| Author(s) | Collection number | Pages | Download abstract | Download full text |
|---|---|---|---|---|
| Hileta I. V., Коминар Т. Н. | № 2 (71) | 155-165 |
|
|
This article is devoted to the analysis of modern methods for optimizing computer vision models for deployment on edge devices with limited computational resources. The key approaches to adapting YOLO (You Only Look Once) family models for edge platforms such as Orange Pi 5 and Raspberry Pi 5 using hardware neural network accelerators (NPU, TPU, VPU) are examined. Special attention is paid to model compression methods, including quantization (INT8, FP16), structural and non-structural pruning, knowledge distillation, and computational graph optimization. Inference delegation systems are analyzed, including TensorRT, RKNN Toolkit, and Edge TPU Delegate, which ensure efficient use of specialized accelerators for real-time object detection.
The study demonstrates that the application of combined optimization methods allows achieving model size reduction up to 70% while maintaining detection accuracy above 98% of the baseline level.
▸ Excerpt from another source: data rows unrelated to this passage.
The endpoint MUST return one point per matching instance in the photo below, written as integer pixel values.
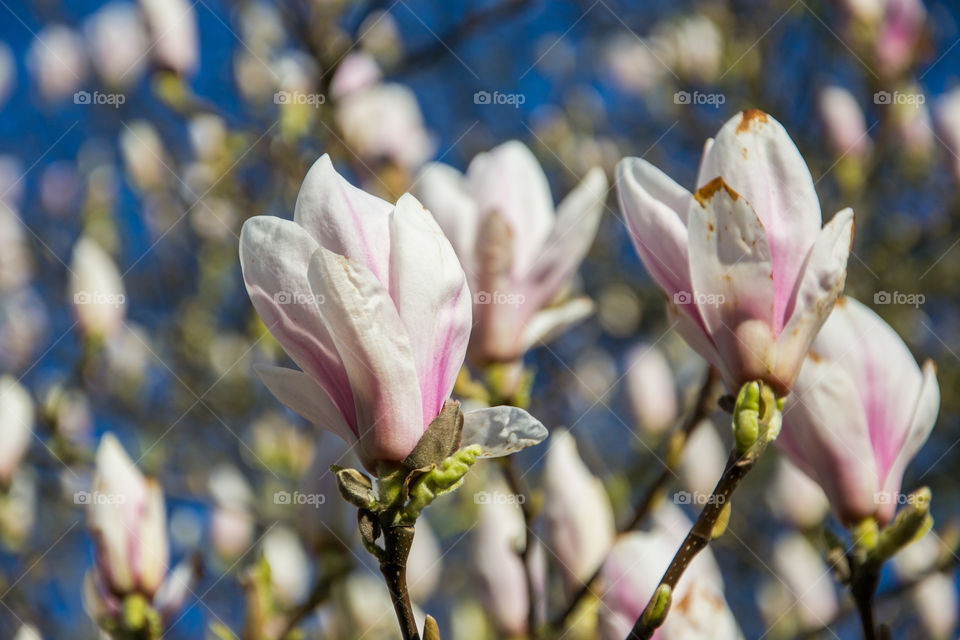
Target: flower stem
(393, 566)
(698, 538)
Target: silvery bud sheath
(519, 253)
(859, 412)
(749, 274)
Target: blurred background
(154, 129)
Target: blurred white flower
(58, 61)
(96, 289)
(117, 43)
(173, 33)
(652, 390)
(17, 414)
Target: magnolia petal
(344, 219)
(501, 431)
(648, 198)
(508, 180)
(825, 433)
(731, 274)
(274, 254)
(550, 322)
(376, 355)
(578, 217)
(430, 292)
(821, 285)
(754, 154)
(924, 417)
(443, 190)
(306, 397)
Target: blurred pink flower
(859, 412)
(519, 253)
(844, 122)
(749, 274)
(369, 300)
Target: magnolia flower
(652, 390)
(579, 518)
(173, 33)
(519, 254)
(859, 412)
(844, 121)
(749, 275)
(368, 299)
(802, 591)
(127, 518)
(16, 426)
(631, 574)
(96, 289)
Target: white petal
(430, 292)
(550, 322)
(648, 199)
(376, 354)
(501, 431)
(304, 395)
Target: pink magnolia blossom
(519, 253)
(749, 275)
(859, 412)
(369, 300)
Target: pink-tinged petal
(444, 191)
(376, 354)
(304, 395)
(755, 156)
(818, 290)
(825, 433)
(430, 292)
(924, 416)
(274, 255)
(655, 209)
(578, 217)
(731, 274)
(344, 219)
(508, 180)
(552, 321)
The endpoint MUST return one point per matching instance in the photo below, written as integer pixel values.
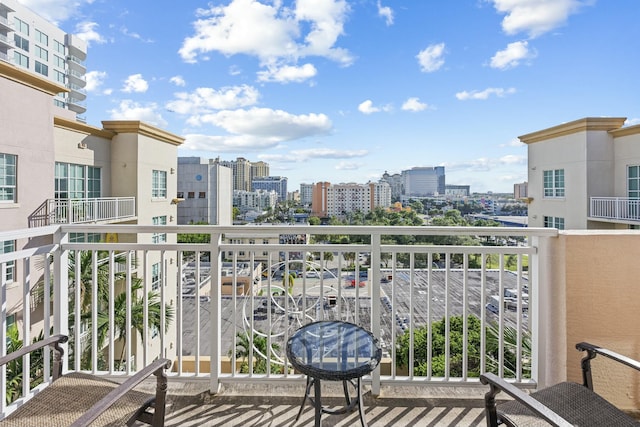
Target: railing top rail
(258, 230)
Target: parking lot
(280, 315)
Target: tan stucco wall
(602, 277)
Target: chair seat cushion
(67, 398)
(573, 402)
A comprehensive optimization pipeline is proposed, covering stages from dataset preparation to model deployment on the target platform, taking into account energy consumption and computational power constraints. The pipeline includes data collection and annotation, augmentation, stratified sampling, baseline model training, accuracy evaluation, quantization (QAT/PTQ), export to intermediate formats (ONNX, TFLite), inference delegation through specialized toolkits (RKNN, TensorRT, Edge TPU Compiler), edge deployment testing, and performance profiling.
Comparative analysis of hardware accelerators reveals significant differences in performance, supported precision formats, and application areas. Google Coral Edge TPU provides up to 4 TOPS with mandatory INT8 quantization, making it optimal for IoT and smart home systems. NVIDIA Jetson Xavier NX delivers 21 TOPS with FP16/INT8 support, suitable for drones, robotics, and video surveillance. Hailo-8 offers 26 TOPS for detection tasks in smart cameras and UAVs. Intel Movidius Myriad X (1 TOPS) is designed for low-budget CV applications, while Kendryte K210 (0.3 TOPS) targets mini-drones and IoT sensors.
The research findings create a foundation for practical implementation of object detectors in embedded systems, autonomous unmanned aerial vehicles, airspace video monitoring systems, and other edge-AI applications where performance, autonomy, and energy efficiency are critical. Future research directions include refining optimization pipelines, adapting models for diverse hardware platforms, and enhancing energy efficiency to enable high-performance and accurate detection solutions on edge devices.
Keywords: computer vision, YOLO, edge AI, neural network optimization, quantization, NPU/TPU, object detection, embedded systems, SBC, inference delegation.